The Hamilton Superior Court conducted a hearing on the adoptive parents’ petition to adopt and, on the same day, issued a decree finding that adoption was in the best interests of the child.
C.L.F. filed a motion to intervene and a motion to correct error in the Hamilton Superior Court in November 2021.
In the motion to intervene, the grandmother argued that “having filed her prior adoption petition” for A.E. in another court of competent jurisdiction, she had a “claim or defense and a question of law in common” with the adoption action in the Hamilton Superior Court and should be permitted to intervene. In the motion to correct error, she claimed the adoption decree was an abuse of discretion, the trial court lacked jurisdiction to hear the case and was not a proper venue to conduct the adoption proceedings, and the adoption was not in the best interests of A.E.
The trial court denied the grandmother’s motions and she appealed. The adoptive parents filed a motion to dismiss the appeal, arguing that the order denying C.L.F.’s motion to intervene was a non-appealable interlocutory order.
At the COA, the panel determined it had jurisdiction over the case. Then on the merits, it ruled that the trial court didn’t err in denying the grandmother’s motions.
Addressing the issue of jurisdiction first, the appellate judges opined that the adoptive parents misunderstood Indiana Trial Rule 24(C).
“Trial Rule 24(C) does not otherwise change appellate practice or jurisdiction,” Judge Derek Molter wrote. “It remains the case that non-appealable interlocutory rulings merge into the final judgment and are subject to appellate review through an appeal from the final judgment.
“… Here, the trial court entered the Decree of Adoption on October 27, 2021, and then on November 15, 2021, Grandmother filed both a motion to intervene and a motion to correct error, as Trial Rule 24(C) expressly permitted,” Molter wrote. “Because the trial court denied both motions on December 10, 2021, Grandmother’s deadline to appeal the final judgment was January 10, 2022. She filed her Notice of Appeal on December 12, 2021, so her appeal was timely.”

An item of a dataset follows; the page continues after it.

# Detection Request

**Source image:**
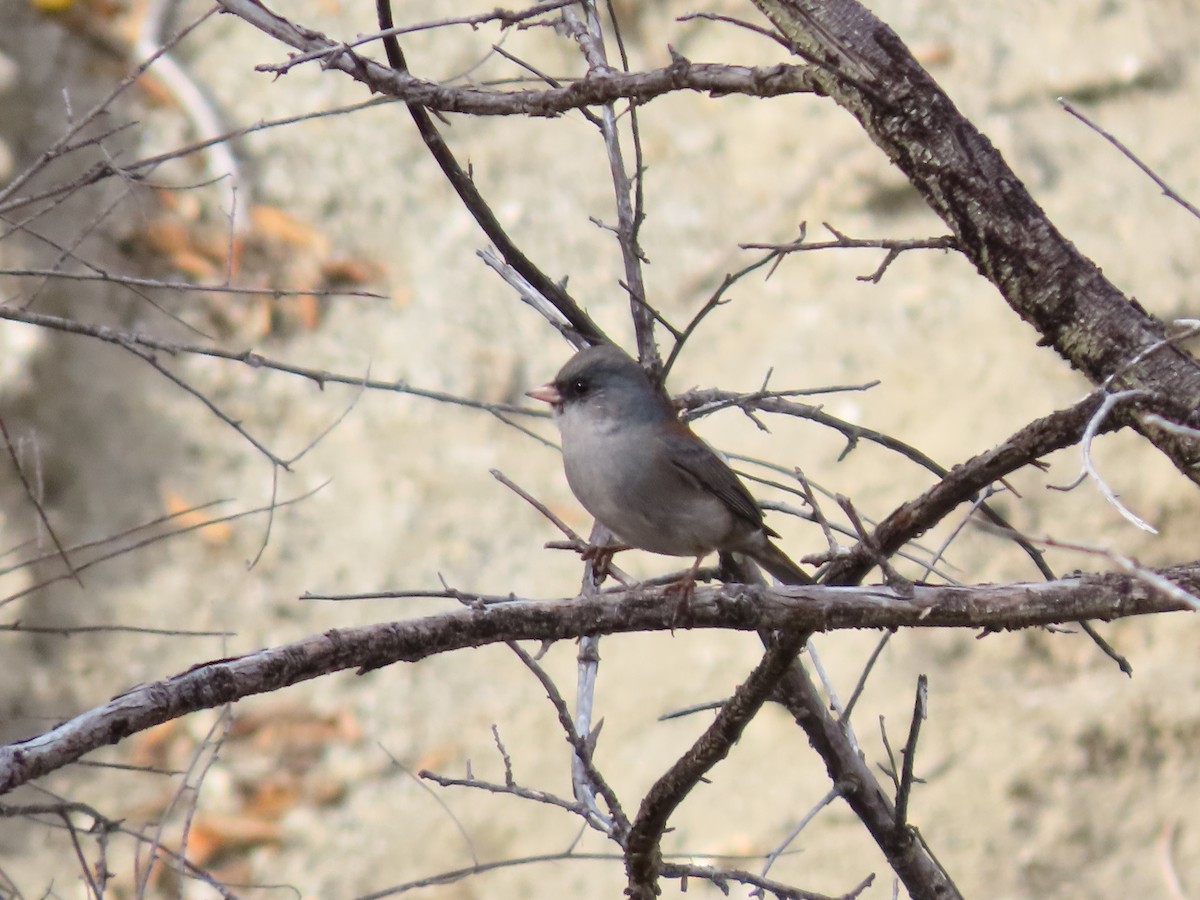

As for the denial of C.L.F.’s motion to intervene, the COA found “several” reasons why it wasn’t an abuse of discretion.
“First, the Harrison Circuit Court terminated the parental rights of Mother and Father before the Hamilton Superior Court issued the Decree of Adoption. So, Grandmother lacked standing to intervene in the adoption proceedings when she filed her motion to intervene,” Molter wrote. “… Second, Grandmother filed her motion to intervene after the trial court had already issued its adoption decree granting the adoption of Child to Adoptive Parents. Although Trial Rule 24(C) allows intervention for purposes of filing a motion to correct error or for relief from judgment, a petition to intervene after a judgment is disfavored.
“… Finally,” Molter concluded, “noncustodial grandparents are not entitled to intervene in adoption proceedings.”
In a footnote, the panel noted that C.L.F. dedicated most of her argument section to challenging the jurisdiction and venue of the trial court to grant the adoption. But because the COA found the trial court properly denied her motion to intervene, it did not reach the merits of those arguments.
The case is In the Matter of the Adoption of A.E., C.L.F. v. C.M. and M.B., 21A-AD-2766.